エルフェンリートの森は、まるで長い悪夢から覚めたかのように、穏やかで満ち足りた生命力に溢れていた。精霊たちの歌声は風に乗り、木々の葉は陽光を浴びて瑞々しく輝いている。賢者としてこの森に迎え入れられた俺の日常もまた、平穏なものになった。
「カイン、こっちの古文書、面白い絵が描いてある!」
「お茶が入りましたよ。少し休憩にしましょう」
書斎の扉からひょっこりと顔を出すルナと、丁寧にお盆を運んでくるエルン。この光景もすっかり見慣れたものになった。俺は山と積まれた羊皮紙から顔を上げ、苦笑しながら背を伸ばす。

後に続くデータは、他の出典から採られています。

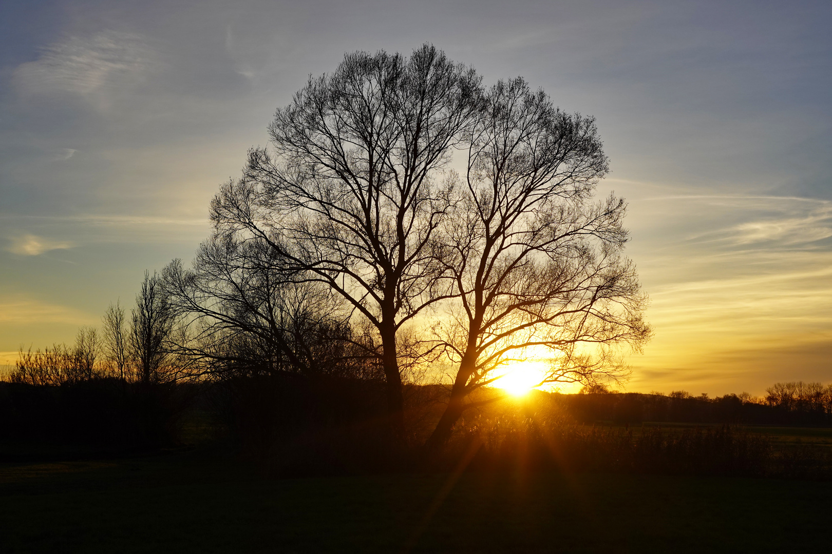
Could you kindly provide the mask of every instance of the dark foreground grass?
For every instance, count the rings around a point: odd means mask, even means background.
[[[466,473],[437,503],[448,478],[265,479],[201,451],[5,465],[0,552],[825,552],[832,528],[832,483]]]

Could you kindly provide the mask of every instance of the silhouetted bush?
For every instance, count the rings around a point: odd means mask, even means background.
[[[173,444],[186,393],[182,387],[117,379],[0,383],[0,439],[112,451]]]

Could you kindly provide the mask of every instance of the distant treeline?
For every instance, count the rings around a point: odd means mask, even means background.
[[[596,387],[580,395],[555,395],[576,421],[644,421],[761,425],[832,426],[832,384],[776,383],[764,397],[747,393],[709,398],[679,390],[609,393]]]

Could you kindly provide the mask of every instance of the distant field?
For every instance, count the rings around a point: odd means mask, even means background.
[[[270,480],[198,450],[4,465],[0,552],[785,552],[829,544],[832,483],[494,473],[452,483],[442,474]]]
[[[690,423],[666,423],[657,421],[646,421],[643,427],[659,427],[668,432],[678,432],[686,429],[696,429],[696,427],[715,427],[712,424],[690,424]],[[621,425],[618,425],[621,427]],[[634,431],[641,429],[641,424],[636,424],[631,426]],[[738,425],[738,429],[744,429],[748,433],[764,435],[772,444],[776,447],[779,444],[815,444],[832,448],[832,429],[825,427],[772,427],[768,425]]]

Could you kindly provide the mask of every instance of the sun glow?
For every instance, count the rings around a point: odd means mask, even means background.
[[[537,360],[521,361],[506,368],[506,373],[494,381],[494,386],[513,396],[527,395],[546,377],[548,364]]]

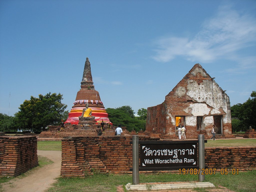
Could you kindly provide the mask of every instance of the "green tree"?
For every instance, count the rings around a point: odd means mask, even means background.
[[[68,112],[65,111],[67,105],[61,103],[62,95],[50,92],[38,96],[31,96],[19,108],[20,111],[15,115],[21,128],[38,131],[48,125],[59,125],[67,118]]]
[[[16,130],[15,118],[0,113],[0,132],[5,132]]]
[[[129,131],[133,129],[137,132],[141,129],[143,129],[143,122],[134,118],[133,110],[130,106],[123,106],[115,109],[108,108],[106,111],[114,126],[117,126],[121,124],[122,126],[126,127]]]
[[[130,117],[132,118],[133,118],[134,117],[134,111],[132,110],[132,108],[129,105],[122,106],[120,107],[116,108],[116,109],[121,110],[128,114]]]
[[[140,115],[139,119],[143,120],[146,120],[147,119],[147,110],[145,109],[142,108],[138,110],[138,114]]]

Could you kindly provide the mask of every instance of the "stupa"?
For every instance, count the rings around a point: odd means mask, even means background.
[[[77,124],[79,121],[78,117],[82,115],[83,109],[87,103],[92,110],[92,116],[95,117],[96,124],[100,124],[102,120],[105,123],[109,122],[111,124],[99,92],[95,90],[92,81],[91,70],[91,64],[88,58],[84,63],[83,78],[81,82],[81,89],[77,92],[76,100],[65,123],[70,123]]]

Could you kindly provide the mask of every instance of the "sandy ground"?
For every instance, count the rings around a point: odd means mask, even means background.
[[[60,176],[61,152],[38,151],[37,154],[47,157],[54,163],[27,177],[16,178],[3,184],[5,192],[42,192],[56,182],[55,179]]]

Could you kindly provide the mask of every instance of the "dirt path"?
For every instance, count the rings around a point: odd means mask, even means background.
[[[60,175],[61,152],[38,151],[37,154],[46,157],[54,163],[27,177],[3,184],[5,192],[42,192],[55,182],[55,179]]]

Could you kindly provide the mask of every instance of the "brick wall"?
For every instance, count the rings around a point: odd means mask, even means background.
[[[256,138],[256,132],[253,129],[248,130],[245,132],[243,138]]]
[[[132,136],[73,137],[62,139],[61,175],[83,177],[93,171],[132,173]],[[159,138],[140,136],[140,140]],[[209,168],[256,169],[256,147],[207,147],[206,165]],[[141,172],[144,173],[175,172],[177,171]]]
[[[61,175],[83,177],[96,170],[131,173],[132,136],[73,137],[62,139]],[[140,136],[140,140],[158,140]]]
[[[0,137],[0,175],[16,176],[38,165],[36,137]]]
[[[256,169],[256,146],[206,148],[205,164],[208,168]]]
[[[219,128],[217,138],[234,137],[232,134],[229,98],[199,64],[165,96],[163,102],[148,108],[147,111],[146,130],[151,132],[154,129],[159,134],[168,135],[161,135],[161,138],[178,138],[175,132],[177,116],[181,117],[187,138],[197,138],[200,133],[201,127],[197,129],[198,116],[202,117],[205,125],[206,138],[211,137],[214,124]]]

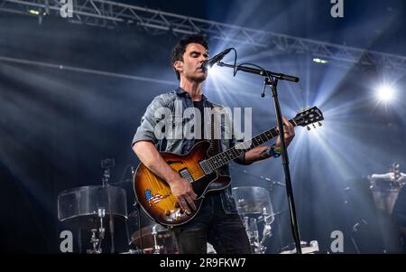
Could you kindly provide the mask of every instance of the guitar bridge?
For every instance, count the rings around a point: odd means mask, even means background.
[[[198,164],[200,164],[201,169],[203,169],[203,172],[206,174],[209,174],[213,173],[213,169],[211,169],[211,166],[210,166],[210,164],[208,164],[207,160],[200,161]]]
[[[193,183],[193,177],[191,176],[190,173],[189,172],[188,168],[181,169],[179,174],[180,176],[184,179],[186,179],[190,183]]]

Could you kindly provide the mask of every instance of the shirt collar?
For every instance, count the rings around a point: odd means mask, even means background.
[[[189,96],[189,97],[190,97],[190,95],[189,94],[189,92],[187,92],[186,90],[184,90],[184,89],[181,89],[180,87],[178,87],[178,88],[175,89],[175,91],[176,91],[176,93],[177,93],[178,95],[180,95],[180,96]],[[202,101],[205,101],[205,100],[208,99],[208,98],[207,98],[204,94],[201,94],[201,99],[202,99]]]

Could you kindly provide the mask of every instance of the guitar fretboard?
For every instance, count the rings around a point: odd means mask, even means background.
[[[292,124],[294,127],[296,127],[296,122],[294,121],[294,119],[291,119],[289,120],[289,122]],[[229,148],[222,153],[219,153],[208,158],[207,161],[211,165],[213,170],[218,169],[227,164],[232,160],[240,157],[241,155],[250,151],[251,149],[254,149],[256,146],[259,146],[263,143],[266,143],[269,140],[276,137],[278,135],[279,132],[276,129],[276,127],[271,128],[254,136],[251,140],[236,144],[232,148]]]

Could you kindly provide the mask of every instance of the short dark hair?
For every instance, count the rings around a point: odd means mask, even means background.
[[[199,35],[199,34],[194,34],[194,35],[189,35],[180,41],[178,42],[178,43],[175,44],[175,46],[172,49],[172,52],[171,54],[171,62],[175,63],[178,61],[183,61],[183,54],[186,52],[186,47],[188,47],[188,44],[189,43],[198,43],[203,45],[206,50],[208,51],[208,43],[206,41],[205,36]],[[178,80],[180,80],[180,75],[178,70],[176,70],[175,68],[173,68],[176,73],[176,77]]]

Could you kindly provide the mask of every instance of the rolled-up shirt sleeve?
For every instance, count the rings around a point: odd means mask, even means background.
[[[163,99],[160,96],[152,99],[141,118],[141,124],[134,136],[132,145],[140,141],[149,141],[154,145],[158,142],[155,129],[164,116],[157,113],[165,107],[163,104]]]

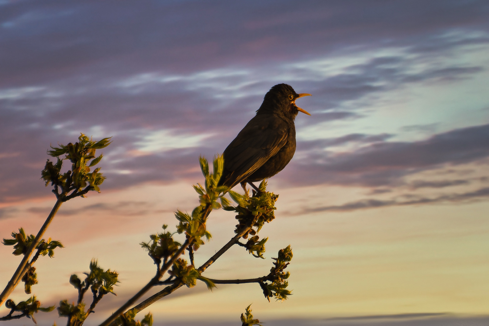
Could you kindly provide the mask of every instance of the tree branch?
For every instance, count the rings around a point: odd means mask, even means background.
[[[11,320],[12,319],[20,319],[22,318],[22,317],[23,317],[24,316],[27,316],[28,315],[29,315],[29,314],[25,313],[25,312],[23,313],[22,313],[22,314],[21,314],[20,315],[16,315],[15,316],[12,316],[10,314],[9,314],[8,315],[7,315],[6,316],[3,316],[2,317],[0,317],[0,321]]]
[[[264,276],[256,279],[209,279],[215,284],[244,284],[244,283],[260,283],[266,280],[269,280],[268,276]]]
[[[108,326],[111,323],[115,321],[117,317],[122,315],[123,313],[126,312],[126,311],[130,307],[131,305],[133,304],[134,303],[137,301],[141,297],[143,296],[145,293],[148,292],[150,289],[156,285],[158,282],[159,281],[159,279],[161,278],[163,275],[166,272],[166,271],[170,268],[173,264],[173,262],[180,255],[185,251],[188,246],[190,241],[189,239],[187,239],[182,246],[178,249],[178,251],[175,253],[175,254],[165,264],[161,269],[160,270],[159,273],[157,274],[151,280],[144,286],[143,288],[139,291],[136,294],[135,294],[132,298],[128,300],[127,302],[124,303],[120,308],[118,309],[115,312],[112,314],[112,315],[105,320],[102,324],[101,324],[99,326]]]
[[[21,263],[19,264],[19,267],[17,267],[17,270],[14,273],[14,275],[12,277],[12,279],[8,281],[7,283],[7,286],[4,289],[3,291],[0,294],[0,306],[1,306],[5,301],[7,300],[8,296],[10,295],[12,291],[14,290],[15,287],[17,286],[19,282],[22,279],[22,277],[23,276],[25,272],[27,272],[27,269],[25,267],[27,265],[27,262],[29,261],[29,258],[30,258],[31,255],[32,255],[32,253],[34,252],[34,249],[39,244],[41,241],[41,238],[44,235],[44,233],[45,232],[46,230],[47,229],[47,227],[49,226],[51,222],[53,220],[53,218],[54,217],[54,215],[56,214],[58,212],[58,210],[59,209],[60,207],[61,204],[63,204],[64,200],[58,199],[56,201],[56,204],[54,204],[54,206],[53,207],[52,210],[51,210],[51,212],[49,213],[49,215],[47,216],[47,218],[46,219],[46,221],[44,222],[43,226],[41,227],[41,229],[37,233],[37,235],[34,238],[34,241],[32,242],[32,244],[27,250],[27,252],[24,254],[24,257],[22,258],[22,260],[21,261]]]

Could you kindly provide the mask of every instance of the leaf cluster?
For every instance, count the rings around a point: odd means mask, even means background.
[[[244,314],[241,314],[241,322],[243,324],[241,326],[252,326],[252,325],[259,325],[262,326],[260,323],[260,321],[258,319],[253,319],[253,315],[251,314],[251,309],[250,304],[246,308],[246,312]]]
[[[195,286],[198,279],[204,282],[209,290],[216,287],[216,285],[211,280],[202,276],[193,266],[188,265],[186,260],[181,258],[175,260],[171,270],[168,271],[168,274],[188,287]]]
[[[135,321],[136,314],[137,312],[135,309],[131,309],[127,312],[122,314],[115,320],[115,325],[117,326],[152,326],[153,325],[153,315],[148,312],[140,322]]]
[[[55,163],[49,160],[47,161],[41,172],[41,177],[46,186],[49,183],[54,186],[53,192],[56,198],[66,201],[76,196],[84,197],[89,190],[100,192],[99,186],[105,177],[99,172],[100,167],[95,168],[92,172],[90,172],[90,168],[96,165],[103,157],[102,154],[96,156],[95,151],[108,146],[111,142],[111,138],[104,138],[97,141],[81,134],[78,137],[78,141],[74,144],[70,142],[66,145],[59,144],[59,147],[51,146],[52,150],[47,151],[47,154],[57,160]],[[60,157],[63,155],[64,157],[60,159]],[[65,160],[71,163],[71,169],[62,174],[63,162]],[[73,192],[68,195],[72,191]]]
[[[32,292],[31,286],[37,284],[37,273],[36,273],[36,267],[31,266],[27,271],[22,277],[21,280],[24,282],[24,291],[26,294],[30,294]]]
[[[83,294],[90,288],[94,295],[104,296],[108,293],[115,295],[113,292],[114,286],[119,283],[116,272],[112,272],[110,269],[104,271],[98,265],[96,259],[92,259],[90,262],[90,273],[84,273],[87,277],[84,281],[73,274],[69,278],[69,282],[78,290],[79,293]]]
[[[83,302],[70,303],[67,300],[60,302],[57,308],[60,317],[68,317],[67,325],[81,325],[88,316],[85,312],[85,304]]]
[[[260,184],[259,189],[259,191],[253,191],[251,197],[247,194],[240,195],[229,190],[229,195],[238,206],[224,207],[223,209],[238,213],[236,218],[239,223],[236,225],[235,233],[239,233],[256,219],[253,225],[256,230],[252,229],[248,233],[255,235],[260,232],[265,223],[269,223],[275,218],[274,211],[277,209],[275,207],[275,202],[278,199],[278,195],[267,191],[267,182],[265,180]],[[247,237],[248,233],[243,235],[244,239]]]
[[[26,235],[22,228],[19,229],[19,233],[14,231],[12,232],[11,235],[13,239],[3,239],[2,243],[5,246],[13,246],[14,252],[12,254],[16,256],[25,255],[27,249],[32,245],[35,237],[34,234]]]
[[[286,280],[290,276],[290,273],[284,272],[284,270],[290,263],[292,257],[292,248],[289,245],[279,251],[277,258],[272,258],[275,261],[267,277],[271,282],[260,283],[263,294],[269,302],[271,297],[275,297],[277,300],[283,301],[287,299],[288,296],[291,295],[290,291],[287,289],[289,282]]]
[[[24,231],[24,229],[21,228],[19,229],[19,233],[12,232],[11,233],[13,239],[3,239],[2,243],[5,246],[13,246],[14,251],[12,253],[15,256],[23,255],[25,256],[27,252],[27,250],[32,245],[35,237],[34,234],[27,235]],[[32,265],[39,257],[40,256],[45,256],[46,255],[50,258],[54,256],[54,249],[57,248],[64,248],[61,242],[58,241],[53,240],[49,238],[46,241],[44,239],[42,239],[41,241],[36,246],[35,249],[37,251],[34,255],[31,262],[27,265],[24,270],[25,272],[23,274],[21,280],[24,282],[24,291],[26,294],[30,294],[31,292],[31,287],[34,284],[37,284],[37,274],[36,273],[36,268]]]
[[[78,300],[76,304],[74,303],[69,303],[67,300],[60,302],[60,306],[58,308],[58,314],[60,317],[68,318],[67,325],[69,326],[81,325],[88,315],[93,312],[95,305],[106,294],[111,293],[115,295],[113,292],[113,287],[119,282],[117,280],[119,274],[110,269],[104,271],[98,265],[95,259],[92,259],[90,262],[89,268],[90,273],[83,273],[87,276],[83,281],[74,274],[69,278],[70,283],[78,290]],[[89,288],[91,291],[93,299],[91,304],[86,311],[83,297]]]
[[[41,306],[41,303],[36,300],[36,296],[32,296],[25,301],[21,301],[16,304],[13,300],[9,299],[5,302],[5,305],[7,308],[10,309],[10,312],[8,315],[0,318],[0,320],[8,320],[14,318],[18,318],[21,316],[26,316],[28,318],[32,319],[34,323],[36,320],[34,319],[33,315],[35,313],[39,311],[43,312],[49,312],[54,310],[54,306],[43,308]],[[14,315],[15,312],[21,312],[20,315]]]
[[[168,225],[164,225],[163,229],[165,230],[162,233],[157,233],[150,235],[151,240],[146,242],[141,242],[141,246],[147,250],[148,255],[153,258],[155,263],[159,267],[161,263],[161,259],[166,262],[169,257],[176,253],[181,244],[173,239],[173,234],[166,231]]]
[[[193,186],[199,194],[200,205],[194,209],[191,214],[180,210],[175,213],[175,217],[180,222],[177,226],[177,232],[184,233],[187,238],[192,239],[191,245],[194,250],[197,250],[204,244],[202,237],[205,236],[207,240],[212,237],[205,228],[205,222],[210,211],[221,208],[222,205],[227,207],[229,204],[229,201],[223,197],[228,187],[218,186],[224,168],[222,156],[214,157],[213,161],[214,170],[212,173],[209,171],[209,163],[207,160],[200,157],[199,161],[202,174],[205,178],[204,186],[197,184]],[[220,203],[218,202],[218,200]]]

「ああ、ありがとう。ルナ、それは古代薬草学の論文だぞ。面白いっていうより、ひたすら眠くなるやつじゃないか?」
「えー、だって『魂を揺さぶる果実』っていう絵が気になるんだもん! どんな味かなって!」
「……それは比喩表現というものよ、ルナ」
エルンが優しく窘める。俺は彼女が淹れてくれたハーブ湯を一口すすった。鼻腔を抜ける爽やかな香りが、凝り固まった思考を少しだけ解きほぐしてくれる。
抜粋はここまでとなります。